As the months wore on with no resolution, Roach would look himself in the mirror and ask, essentially, "Am I crazy?" There was a surefire hit crying for his direction: Universal was eager to move on Little Fockers, the third installment in Roach's Meet the Parents franchise, and he had to say no, even as the worries on Dinner for Schmucks mounted. "For a long time I was afraid it wasn't going to happen. And I kept thinking, 'I should just jump and do something else,'" he recalls.

After months of horse trading, DreamWorks won the rights to the film, with Paramount retaining the option to co-finance and distribute. In the fall of 2008, Schmucks was back on track. But not for long. As all this was happening, Baron Cohen had quietly slipped off the movie; he and producers couldn't see eye-to-eye on an approach to the story. A film with a star but no financing had now become a film with financing but no star.

Parkes and Roach turned to Carell, who was attracted to the script's mixture of schadenfreude and sympathy. "I loved that it was something funny but also slightly bittersweet and melancholy," he says. He also liked that the Barry character followed in a tradition of classic comedic roles that incorporate subtle human tics. "I'm a fan of Peter Sellers and Alan Arkin, character actors who can do things comedically without ever acknowledging to the audience they're doing anything funny," he says.

Carell would star with Rudd, his Anchorman and The 40-Year-Old Virgin co-star. "I'm sure Sacha would have killed it," Rudd says. "But I loved the idea of doing it with Steve, whom I consider an actor, not just a comic. He'll sacrifice a joke if it isn't necessary to what's human and moving about a character."

Carell was on board, but his timing was tight — with his commitment to NBC's The Office, he had only a handful of months each year in which to make movies. "We had to jump right in," Carell says, recalling the lack of rehearsal time. "I think Jay was a little bit nervous."
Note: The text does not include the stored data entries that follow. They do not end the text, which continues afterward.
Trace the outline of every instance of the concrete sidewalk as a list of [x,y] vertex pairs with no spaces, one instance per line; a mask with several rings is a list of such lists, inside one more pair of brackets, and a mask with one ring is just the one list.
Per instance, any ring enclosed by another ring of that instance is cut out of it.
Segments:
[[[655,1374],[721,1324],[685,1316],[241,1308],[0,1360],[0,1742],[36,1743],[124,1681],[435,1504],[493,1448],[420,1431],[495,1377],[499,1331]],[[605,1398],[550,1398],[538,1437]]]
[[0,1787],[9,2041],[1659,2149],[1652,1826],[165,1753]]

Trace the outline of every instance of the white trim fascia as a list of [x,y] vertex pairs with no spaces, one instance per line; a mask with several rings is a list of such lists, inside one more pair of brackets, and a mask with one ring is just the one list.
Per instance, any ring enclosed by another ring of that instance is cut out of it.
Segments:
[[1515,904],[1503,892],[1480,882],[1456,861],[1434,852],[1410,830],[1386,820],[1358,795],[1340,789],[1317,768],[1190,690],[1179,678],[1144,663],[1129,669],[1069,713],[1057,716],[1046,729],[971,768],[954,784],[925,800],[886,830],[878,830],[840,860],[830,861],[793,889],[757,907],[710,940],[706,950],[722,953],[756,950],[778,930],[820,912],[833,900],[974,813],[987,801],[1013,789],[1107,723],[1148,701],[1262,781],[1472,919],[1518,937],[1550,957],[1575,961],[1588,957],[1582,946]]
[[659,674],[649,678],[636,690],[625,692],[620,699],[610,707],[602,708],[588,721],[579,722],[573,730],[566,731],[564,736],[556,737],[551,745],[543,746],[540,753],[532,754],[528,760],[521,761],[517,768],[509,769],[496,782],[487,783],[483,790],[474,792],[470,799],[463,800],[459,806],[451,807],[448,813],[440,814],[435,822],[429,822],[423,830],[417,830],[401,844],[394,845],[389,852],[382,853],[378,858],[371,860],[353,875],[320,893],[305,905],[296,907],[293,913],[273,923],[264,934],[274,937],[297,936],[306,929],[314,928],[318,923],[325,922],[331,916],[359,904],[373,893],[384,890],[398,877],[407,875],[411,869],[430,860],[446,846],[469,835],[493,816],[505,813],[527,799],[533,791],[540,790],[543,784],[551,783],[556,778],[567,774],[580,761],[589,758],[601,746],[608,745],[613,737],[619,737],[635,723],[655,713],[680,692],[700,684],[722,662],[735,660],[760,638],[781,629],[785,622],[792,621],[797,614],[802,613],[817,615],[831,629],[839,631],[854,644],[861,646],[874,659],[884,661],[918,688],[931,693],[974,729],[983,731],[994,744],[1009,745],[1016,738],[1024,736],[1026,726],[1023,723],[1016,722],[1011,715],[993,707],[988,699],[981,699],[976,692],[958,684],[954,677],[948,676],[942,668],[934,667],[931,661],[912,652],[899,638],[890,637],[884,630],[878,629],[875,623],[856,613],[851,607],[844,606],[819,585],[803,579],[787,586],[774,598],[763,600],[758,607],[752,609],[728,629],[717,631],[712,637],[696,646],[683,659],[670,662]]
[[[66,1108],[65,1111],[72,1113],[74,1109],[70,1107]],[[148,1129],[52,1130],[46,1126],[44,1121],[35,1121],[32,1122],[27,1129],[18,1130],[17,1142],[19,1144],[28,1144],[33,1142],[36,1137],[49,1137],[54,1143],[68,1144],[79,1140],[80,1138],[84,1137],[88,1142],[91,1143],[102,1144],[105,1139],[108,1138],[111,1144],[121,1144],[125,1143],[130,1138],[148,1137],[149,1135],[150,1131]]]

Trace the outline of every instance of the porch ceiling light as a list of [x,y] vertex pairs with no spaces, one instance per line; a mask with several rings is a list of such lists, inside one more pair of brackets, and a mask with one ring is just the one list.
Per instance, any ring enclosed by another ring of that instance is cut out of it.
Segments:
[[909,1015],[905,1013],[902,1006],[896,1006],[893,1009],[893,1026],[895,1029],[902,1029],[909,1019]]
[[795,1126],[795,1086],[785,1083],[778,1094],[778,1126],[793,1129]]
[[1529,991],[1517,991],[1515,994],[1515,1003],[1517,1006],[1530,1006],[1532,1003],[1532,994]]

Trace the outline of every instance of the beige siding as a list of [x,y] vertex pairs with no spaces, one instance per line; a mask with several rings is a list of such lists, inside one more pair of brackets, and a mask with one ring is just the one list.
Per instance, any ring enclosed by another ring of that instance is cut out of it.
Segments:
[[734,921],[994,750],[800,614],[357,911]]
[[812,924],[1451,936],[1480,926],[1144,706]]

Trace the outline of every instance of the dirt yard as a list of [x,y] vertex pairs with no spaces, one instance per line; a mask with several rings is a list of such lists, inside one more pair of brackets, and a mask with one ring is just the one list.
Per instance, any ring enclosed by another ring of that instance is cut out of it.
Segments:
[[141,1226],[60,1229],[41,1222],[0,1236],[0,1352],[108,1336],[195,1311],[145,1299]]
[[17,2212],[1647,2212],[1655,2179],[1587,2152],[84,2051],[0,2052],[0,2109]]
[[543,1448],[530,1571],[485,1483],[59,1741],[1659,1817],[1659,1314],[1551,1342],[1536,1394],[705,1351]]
As it turns out, going quickly wouldn't be this movie's affliction. The fall of 2008 brought something no one could have foreseen: the credit crisis. DreamWorks had hoped to finance the movie itself, but with lending so tight — and the studio concurrently in protracted negotiations with new financing entity Reliance Big Entertainment — there simply wasn't the available cash. Carell decided to use his hiatus to film Date Night instead.

"Movies involve the pulling together of so much money and talent, it's amazing any film gets made. But you don't expect all of this to happen," Guion says. "And then you really don't expect the real estate market to collapse." Roach couldn't believe it either: It was Used Guys all over again. He had one overarching thought: "I wish I was better at quitting projects," he remembers.

Six months would pass before Paramount — the very studio which had fought with DreamWorks over this movie — decided to come back in to co-finance with the Reliance-funded DreamWorks, and distribute the film too. Paramount also brought in financier Spyglass, which meant the unlikely scenario of three entities financing the movie, a sign that, in these risk-averse times, studios want to hedge their bets on any picture that isn't a franchise.

And so in the fall of 2009, 16 years after Le Diner de Cons debuted on the stage, an American movie began shooting, using the ideas of the original but embroidering in the titular dinner, which wasn't in the French version. "It seems like it's been forever, but in the last two years it's been this blur of activity. The process is so compelling that you don't have a chance to step back," Parkes says. "Now that it's over we can say, 'My Lord, look at what we had to do to get it here.' But you don't feel the pain in retrospect — you hopefully just see a movie you're proud of."

No one looks to moviemaking troubles for lessons; filmmakers will say you simply can't carry the baggage from one film to the next. But those who worked on "Schmucks" say it's impossible to see the movie business in quite the same way again. "Every movie is fragile," Roach says. "But I guess I just pay a little more attention to the fragile quality of getting a movie made these days."